Liver-specific gene expression in mesenchymal stem cells is induced by liver cells

Figure 1 Experimental design. rMSC were harvested from rat bone marrow and were transduced with GFP and cloned. Cloned GFP+ rMSC were expanded and either seeded with hepatocytes in cocultures or alone. Controls included hepatocytes cultured alone. Cells were cultured for 7, 14, or 21 d. Cocultured cells were sorted by FACS into GFP+ (rMSC-derived) or GFP- (hepatocyte-derived) cells. Gene expression analysis for stem cell marker or liver specific genes was performed by RT-PCR.

Figure 2 Light-microscopic pictures of cultured cells. Cultured rMSC (A), hepatocyte controls (B), or cocultures of rMSC with hepatocytes (C + enlargement D) after 3 wk. Cultured rMSC grew adherent and adopted a polygonal cell morphology after weeks in culture (A). Hepatocytes formed clumps of rounded cells, and few viable cells were observed after 3 wk in culture (B). In mixed cultures, mainly MSC attached to the substratum, whereas hepatocytes grew over the MSC-layer forming clusters (C). Binucleated cells were found within the attached layer of the cultured MSC beginning with 1 wk in culture. Shown is one example at wk 2 out of three experiments. Original magnification ×200.

Figure 3 RT-PCR analysis of cloned GFP+ rMSC. rMSC (M) and liver control cells (C) were investigated before differentiation. GAPDH showed a strong signal in both liver controls and rMSC, whereas no liver specific genes (AFP, CK-19, CK-18, and albumin ALB) were expressed in GFP+rMSC (results from one out of three experiments).

Figure 4 FACS-pictograms. One example out of three experiments from sorting of GFP+ and GFP- cells of cocultures at wk 2 is shown. A: Viable cells were gated as P1; B: P1 cells were gated in GFP- or GFP+ (P2); C: For highest purification of GFP+ cells, P2 was analyzed and only GFP+ cells were sorted in the sample tube for PCR-analysis (dark gray peak). 80.8% of cells from P2 were GFP+(sorted into the GFP+ test tube) and 19.2% were GFP-.

Figure 5 Recovery of cultured cells in cocultures. Recovery of seeded cells decreased from 91.6±28.8 % in the 1st wk towards 56.7±8.6 % in the 3rd wk (data from 3 experiments). Recovery of GFP+ cells decreased from 72.2 ± 38.5% to 46.3±41.6%, and recovery of GFP-cells from 81.9±38.2 % to 71.5±24.3 % from the 1st to the 3rd wk in culture, respectively.

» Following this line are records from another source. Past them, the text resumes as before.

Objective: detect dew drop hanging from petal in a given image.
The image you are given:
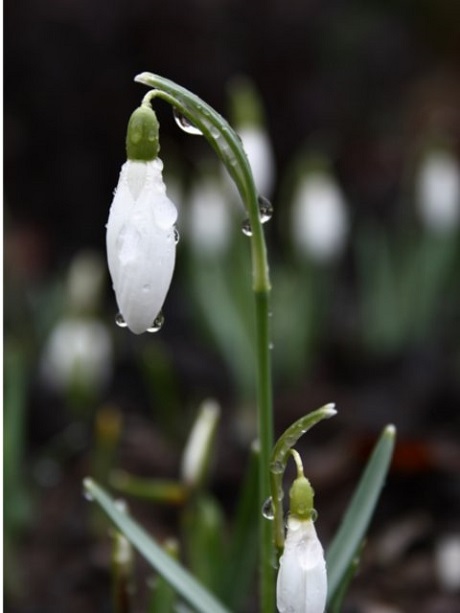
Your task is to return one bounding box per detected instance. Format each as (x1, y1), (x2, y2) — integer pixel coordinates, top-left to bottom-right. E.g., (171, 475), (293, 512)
(115, 313), (128, 328)
(146, 311), (165, 334)
(174, 226), (180, 245)
(173, 109), (203, 136)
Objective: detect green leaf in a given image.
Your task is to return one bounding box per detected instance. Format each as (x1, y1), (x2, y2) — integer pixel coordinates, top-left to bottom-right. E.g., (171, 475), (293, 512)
(326, 425), (396, 603)
(83, 478), (228, 613)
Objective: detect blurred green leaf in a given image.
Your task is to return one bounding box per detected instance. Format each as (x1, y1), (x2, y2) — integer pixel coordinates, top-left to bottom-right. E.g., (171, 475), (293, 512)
(183, 494), (227, 593)
(84, 478), (228, 613)
(326, 426), (396, 602)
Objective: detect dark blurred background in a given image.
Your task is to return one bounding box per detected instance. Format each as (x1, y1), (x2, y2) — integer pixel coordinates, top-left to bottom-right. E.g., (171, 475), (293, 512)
(4, 0), (460, 613)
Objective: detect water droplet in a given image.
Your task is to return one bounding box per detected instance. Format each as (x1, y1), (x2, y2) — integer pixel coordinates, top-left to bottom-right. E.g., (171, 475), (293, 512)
(257, 196), (273, 223)
(174, 226), (180, 245)
(115, 313), (128, 328)
(83, 489), (94, 502)
(241, 219), (252, 236)
(270, 460), (284, 475)
(173, 109), (203, 136)
(147, 311), (165, 333)
(262, 496), (275, 520)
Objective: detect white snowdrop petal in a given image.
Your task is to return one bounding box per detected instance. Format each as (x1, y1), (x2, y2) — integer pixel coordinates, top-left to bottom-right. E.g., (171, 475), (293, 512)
(107, 159), (177, 334)
(276, 517), (327, 613)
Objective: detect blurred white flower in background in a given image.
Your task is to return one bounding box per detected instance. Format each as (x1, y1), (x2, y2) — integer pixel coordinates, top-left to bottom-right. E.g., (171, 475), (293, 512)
(227, 76), (275, 198)
(291, 170), (349, 262)
(238, 125), (275, 197)
(435, 534), (460, 592)
(40, 317), (113, 393)
(416, 149), (460, 233)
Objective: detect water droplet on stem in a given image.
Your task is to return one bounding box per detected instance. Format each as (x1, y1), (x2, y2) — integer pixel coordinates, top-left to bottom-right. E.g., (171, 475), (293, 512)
(257, 196), (273, 223)
(241, 219), (252, 236)
(174, 226), (180, 245)
(146, 311), (165, 333)
(115, 313), (128, 328)
(173, 109), (203, 136)
(262, 496), (275, 520)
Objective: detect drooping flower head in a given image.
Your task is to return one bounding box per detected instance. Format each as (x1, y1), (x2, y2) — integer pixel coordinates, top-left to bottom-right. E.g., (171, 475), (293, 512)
(276, 456), (327, 613)
(106, 102), (177, 334)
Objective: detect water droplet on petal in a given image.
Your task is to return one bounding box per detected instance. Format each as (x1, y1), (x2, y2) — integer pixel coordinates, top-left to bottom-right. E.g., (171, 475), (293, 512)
(262, 496), (275, 520)
(115, 313), (128, 328)
(146, 311), (165, 333)
(241, 219), (252, 236)
(83, 490), (94, 502)
(173, 109), (203, 136)
(270, 460), (284, 475)
(257, 196), (273, 223)
(174, 227), (180, 245)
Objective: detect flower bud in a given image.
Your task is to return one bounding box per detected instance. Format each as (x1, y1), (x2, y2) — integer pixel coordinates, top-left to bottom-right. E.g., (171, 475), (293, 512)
(276, 449), (327, 613)
(276, 516), (327, 613)
(106, 105), (177, 334)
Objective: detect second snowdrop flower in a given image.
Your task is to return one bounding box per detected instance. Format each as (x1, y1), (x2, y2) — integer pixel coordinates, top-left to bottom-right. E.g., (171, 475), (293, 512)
(276, 450), (327, 613)
(107, 99), (177, 334)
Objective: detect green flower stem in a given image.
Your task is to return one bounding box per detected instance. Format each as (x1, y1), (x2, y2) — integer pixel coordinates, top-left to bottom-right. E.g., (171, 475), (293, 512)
(135, 72), (275, 613)
(270, 404), (337, 555)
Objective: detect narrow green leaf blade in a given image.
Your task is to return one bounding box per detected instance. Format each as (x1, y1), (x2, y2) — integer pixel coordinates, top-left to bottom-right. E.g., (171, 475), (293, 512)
(326, 425), (396, 602)
(83, 478), (229, 613)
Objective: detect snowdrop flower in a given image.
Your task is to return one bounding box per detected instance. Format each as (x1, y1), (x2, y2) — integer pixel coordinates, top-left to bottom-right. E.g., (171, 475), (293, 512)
(276, 451), (327, 613)
(416, 150), (460, 232)
(292, 163), (348, 262)
(107, 103), (177, 334)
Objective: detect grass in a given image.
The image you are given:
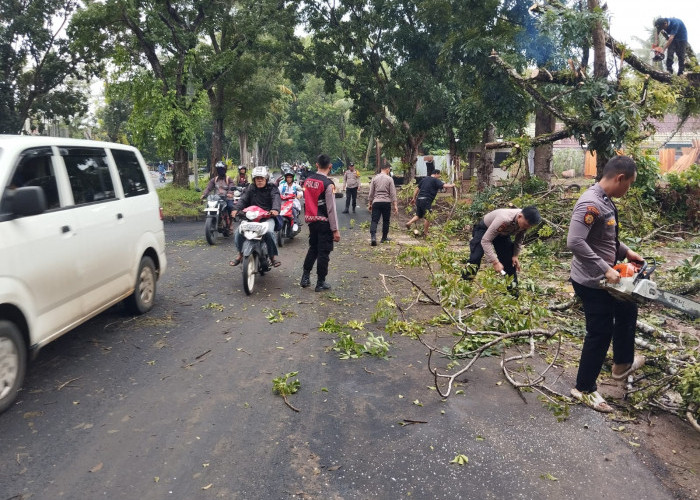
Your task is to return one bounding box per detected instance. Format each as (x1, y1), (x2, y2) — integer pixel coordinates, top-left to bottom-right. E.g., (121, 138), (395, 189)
(158, 179), (207, 217)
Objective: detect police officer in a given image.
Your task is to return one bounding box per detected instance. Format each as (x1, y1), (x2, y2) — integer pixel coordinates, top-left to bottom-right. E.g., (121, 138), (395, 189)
(299, 154), (340, 292)
(566, 156), (644, 413)
(462, 206), (542, 284)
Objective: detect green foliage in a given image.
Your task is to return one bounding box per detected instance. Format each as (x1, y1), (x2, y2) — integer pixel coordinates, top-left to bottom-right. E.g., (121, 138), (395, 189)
(0, 0), (99, 134)
(537, 395), (570, 422)
(158, 181), (204, 218)
(318, 318), (345, 333)
(272, 372), (301, 397)
(318, 318), (389, 359)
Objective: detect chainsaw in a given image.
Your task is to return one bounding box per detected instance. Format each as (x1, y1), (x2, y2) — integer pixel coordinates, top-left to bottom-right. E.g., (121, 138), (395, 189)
(600, 257), (700, 318)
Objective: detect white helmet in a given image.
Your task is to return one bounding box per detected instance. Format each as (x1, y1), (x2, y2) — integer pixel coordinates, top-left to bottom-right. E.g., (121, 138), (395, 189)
(252, 167), (268, 179)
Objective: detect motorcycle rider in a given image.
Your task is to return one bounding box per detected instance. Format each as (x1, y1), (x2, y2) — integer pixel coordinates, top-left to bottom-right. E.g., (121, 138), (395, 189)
(236, 165), (250, 187)
(229, 167), (282, 267)
(279, 170), (303, 233)
(202, 161), (234, 234)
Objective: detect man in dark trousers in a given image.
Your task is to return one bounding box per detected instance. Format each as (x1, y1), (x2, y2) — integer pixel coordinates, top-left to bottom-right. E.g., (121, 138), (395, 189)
(566, 156), (645, 413)
(343, 162), (360, 214)
(299, 154), (340, 292)
(369, 162), (399, 247)
(406, 170), (455, 236)
(462, 206), (542, 284)
(653, 17), (688, 75)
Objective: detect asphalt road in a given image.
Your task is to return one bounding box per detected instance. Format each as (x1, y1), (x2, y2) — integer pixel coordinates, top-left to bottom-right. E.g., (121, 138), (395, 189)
(0, 197), (673, 500)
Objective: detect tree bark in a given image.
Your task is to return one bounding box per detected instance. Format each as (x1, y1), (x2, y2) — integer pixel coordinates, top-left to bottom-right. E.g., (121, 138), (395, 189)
(535, 107), (556, 184)
(588, 0), (608, 181)
(208, 84), (224, 175)
(238, 132), (251, 170)
(477, 123), (496, 191)
(173, 146), (190, 188)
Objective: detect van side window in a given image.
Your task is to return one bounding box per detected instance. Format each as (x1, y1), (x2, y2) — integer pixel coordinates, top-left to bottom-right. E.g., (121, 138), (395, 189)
(60, 147), (116, 205)
(4, 147), (60, 210)
(111, 149), (148, 198)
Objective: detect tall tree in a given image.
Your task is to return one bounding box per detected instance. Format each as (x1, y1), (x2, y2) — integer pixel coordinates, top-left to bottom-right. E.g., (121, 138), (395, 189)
(304, 0), (449, 180)
(0, 0), (95, 134)
(492, 0), (700, 178)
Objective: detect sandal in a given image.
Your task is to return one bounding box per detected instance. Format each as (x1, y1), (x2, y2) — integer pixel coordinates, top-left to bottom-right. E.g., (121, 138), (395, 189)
(571, 388), (614, 413)
(611, 354), (647, 380)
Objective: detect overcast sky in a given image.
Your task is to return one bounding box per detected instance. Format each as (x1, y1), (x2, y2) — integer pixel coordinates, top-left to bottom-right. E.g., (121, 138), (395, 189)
(600, 0), (700, 53)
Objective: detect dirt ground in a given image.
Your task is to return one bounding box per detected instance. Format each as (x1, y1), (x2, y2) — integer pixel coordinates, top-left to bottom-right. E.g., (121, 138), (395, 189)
(350, 182), (700, 499)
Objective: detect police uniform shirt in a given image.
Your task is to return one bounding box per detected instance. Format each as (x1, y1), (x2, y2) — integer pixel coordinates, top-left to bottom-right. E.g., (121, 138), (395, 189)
(481, 208), (525, 264)
(566, 183), (629, 288)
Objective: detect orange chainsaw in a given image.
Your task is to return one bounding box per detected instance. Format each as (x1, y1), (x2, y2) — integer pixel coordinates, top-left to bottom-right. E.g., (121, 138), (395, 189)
(600, 257), (700, 318)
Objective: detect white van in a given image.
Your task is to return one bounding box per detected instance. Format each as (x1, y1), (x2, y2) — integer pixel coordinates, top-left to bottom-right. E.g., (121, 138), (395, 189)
(0, 135), (166, 412)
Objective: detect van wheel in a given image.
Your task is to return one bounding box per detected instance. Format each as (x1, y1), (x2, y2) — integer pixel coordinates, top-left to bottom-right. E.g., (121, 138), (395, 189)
(0, 321), (27, 413)
(126, 256), (157, 314)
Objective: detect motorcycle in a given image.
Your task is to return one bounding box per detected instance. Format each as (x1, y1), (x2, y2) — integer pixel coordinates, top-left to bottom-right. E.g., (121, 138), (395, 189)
(277, 193), (301, 247)
(204, 188), (242, 245)
(238, 205), (274, 295)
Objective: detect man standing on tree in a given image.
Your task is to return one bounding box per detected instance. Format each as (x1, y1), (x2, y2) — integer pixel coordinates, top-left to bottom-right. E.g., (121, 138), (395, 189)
(299, 154), (340, 292)
(566, 156), (644, 413)
(343, 162), (360, 214)
(406, 170), (455, 236)
(653, 17), (688, 75)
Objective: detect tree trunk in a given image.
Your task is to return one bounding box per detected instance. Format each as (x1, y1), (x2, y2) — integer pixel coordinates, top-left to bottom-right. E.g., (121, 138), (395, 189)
(528, 107), (556, 184)
(449, 130), (462, 198)
(477, 123), (496, 191)
(588, 0), (608, 181)
(238, 131), (251, 170)
(209, 84), (224, 175)
(173, 146), (190, 189)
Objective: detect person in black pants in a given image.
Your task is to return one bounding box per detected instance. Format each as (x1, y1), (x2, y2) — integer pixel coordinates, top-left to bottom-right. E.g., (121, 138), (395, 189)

Figure 6 Gene expression profile. Cultured rMSC, hepatocytes (rHep), and GFP+ or GFP- cells of the cocultures after 1-3 wk were investigated for their expression of the stem cell marker Thy1 (A) and of the liver specific markers AFP (B), CK-19 (C), CK-18 (D), or albumin (E). Results from one out of three experiments are shown. rMSC (lane rMSC), GFP- (lane GFP- cocultures) or GFP+ (lane GFP+ cocultures) cells showed a stable Thy1 gene expression over the whole observation period, whereas hepatocytes (lane rHep) showed no signal for Thy1 gene expression in the RT-PCR analysis (A). In cultures of hepatocytes, GFP- or GFP+ cells show, the expression of the studied liver markers was observed, whereas in cultured rMSC none of the studied liver specific genes was observed at all time points (B-E). Cultured hepatocytes expressed AFP and CK-19 weakly (B and C), and CK-18 (D) and albumin (E) stable. GFP- cells from cocultures showed a stable expression of AFP (B), CK-19 (C) or albumin (E), and a weak signal for CK-18 expression (D). The GFP+ cells showed a stable expression of the liver specific genes AFP (B), CK-18 (D), and albumin (E), and a weak expression of CK-19 (C) over the whole observation period.